Teofilacto nota que os fariseus jejuavam no segundo e no quinto dia da semana. Por isso, o fariseu da parábola opôs o jejum à paixão do adultério, pois a luxúria nasce dos prazeres; mas aos corruptos e usurários ele contrapôs o pagamento dos dízimos, como se dissesse: Estou tão distante de me entregar à corrupção ou prejudicar alguém que até mesmo renuncio ao que é meu. Ele louva a si mesmo, em vez de louvar a Deus.
O publicano, ao que parece, também ficou de pé, como observa o mesmo Teofilacto, pois era o costume da época (e ainda é no Oriente).
Porém, o publicano diferia do fariseu tanto em seu modo quanto em suas palavras, bem como por ter um coração contrito. Pois temia levantar os olhos ao céu, considerando-se indigno da visão celestial aqueles que tanto haviam se deleitado em contemplar e seguir as coisas terrenas.
Também batia no peito, como que para punir os maus pensamentos, e para acordar, como se estivesse adormecido para a graça. Buscava apenas que Deus se reconciliasse com ele — uma oração verdadeira.
Aplicação prática
A diferença entre as duas “orações” (se é que também se pode chamar a do fariseu de oração) revela o perigo do orgulho e a necessidade da humildade.
Estamos na Quaresma de São Miguel, aquele Arcanjo cujo nome significa “Quem é como Deus?”. Seu nome é uma reflexão para a humildade.
Santo Tomás define a humildade como a restrição do desejo de ambicionar grandes coisas contrárias à reta razão (STh, II-IIæ, q. 161, a. 1, r. 3) e Santa Teresa dizia que a humildade é andar na verdade (Castelo Interior, c. 10).

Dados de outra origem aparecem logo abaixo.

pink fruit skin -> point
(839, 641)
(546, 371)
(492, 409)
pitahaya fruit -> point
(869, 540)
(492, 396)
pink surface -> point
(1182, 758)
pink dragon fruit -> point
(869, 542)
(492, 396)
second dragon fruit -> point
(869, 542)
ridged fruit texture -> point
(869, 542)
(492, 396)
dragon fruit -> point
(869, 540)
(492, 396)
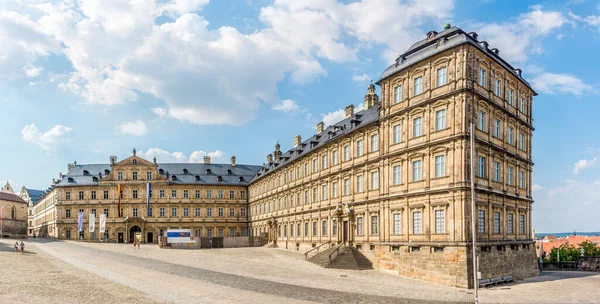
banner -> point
(148, 195)
(92, 222)
(102, 223)
(80, 222)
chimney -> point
(349, 111)
(320, 127)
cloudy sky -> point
(83, 80)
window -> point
(416, 171)
(481, 221)
(417, 223)
(496, 171)
(397, 223)
(398, 94)
(440, 120)
(374, 142)
(397, 133)
(497, 128)
(374, 180)
(482, 121)
(440, 166)
(346, 186)
(440, 221)
(481, 167)
(346, 153)
(397, 175)
(496, 222)
(441, 79)
(418, 85)
(359, 150)
(417, 127)
(522, 224)
(359, 183)
(482, 77)
(497, 88)
(522, 179)
(374, 224)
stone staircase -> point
(347, 258)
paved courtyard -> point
(70, 272)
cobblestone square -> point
(69, 272)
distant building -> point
(14, 215)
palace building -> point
(392, 180)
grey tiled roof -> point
(331, 133)
(76, 176)
(426, 48)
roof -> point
(78, 177)
(5, 196)
(346, 126)
(429, 47)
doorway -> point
(133, 232)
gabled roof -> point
(346, 126)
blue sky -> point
(83, 80)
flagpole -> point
(473, 232)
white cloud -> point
(338, 115)
(360, 78)
(550, 83)
(49, 140)
(164, 156)
(584, 164)
(135, 128)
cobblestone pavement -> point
(263, 275)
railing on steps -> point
(315, 250)
(336, 252)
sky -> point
(83, 80)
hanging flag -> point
(92, 222)
(80, 222)
(102, 222)
(119, 204)
(148, 195)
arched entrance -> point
(135, 231)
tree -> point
(568, 253)
(589, 248)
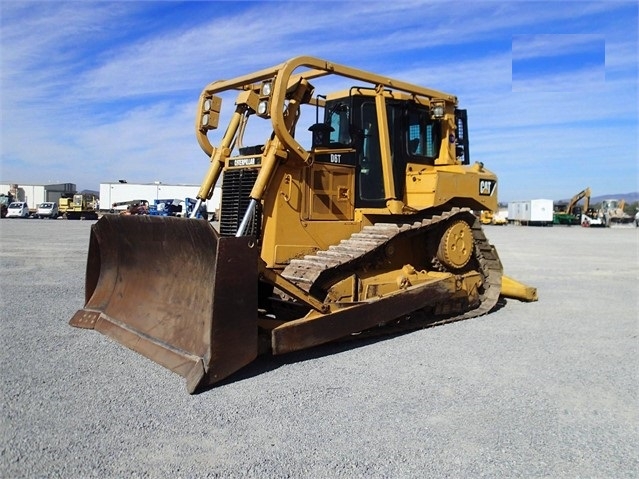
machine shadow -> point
(266, 363)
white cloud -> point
(89, 83)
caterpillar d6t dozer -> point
(371, 221)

Nesta Quaresma de São Miguel Arcanjo, podemos também nos perguntar:
Quem sou eu diante de Deus?
A oração que São Francisco fazia em suas vigílias, como relatou o Irmão Leão, era sempre assim:
“Senhor, quem és Tu? E quem sou eu?”…
Em outro lugar, Nosso Redentor nos exortou a sermos como criancinhas. Não as imitemos, porém, em suas rebeldias e desobediências, mas em sua humildade, de saber que nada temos que não seja recebido de nosso Pai. Que nossa oração seja esse trato amoroso com Ele, que, mesmo quando somos infiéis (como foi o publicano), permanece fiel pois não pode negar-Se a Si mesmo (II Tm 2, 13).
Rezemos com o espírito do publicano a chamada “Oração Jesus”:
Em eslavônico eclesiástico:
Господи Иисусе Христе, Сыне Божий, помилуй мя грешнаго.
Transliteração:
Gospodi Iesuse Christe, Sine Božij, pomiluj mja grešnago.
Tradução:
“Senhor Jesus Cristo, Filho de Deus, tem piedade de mim, pecador.”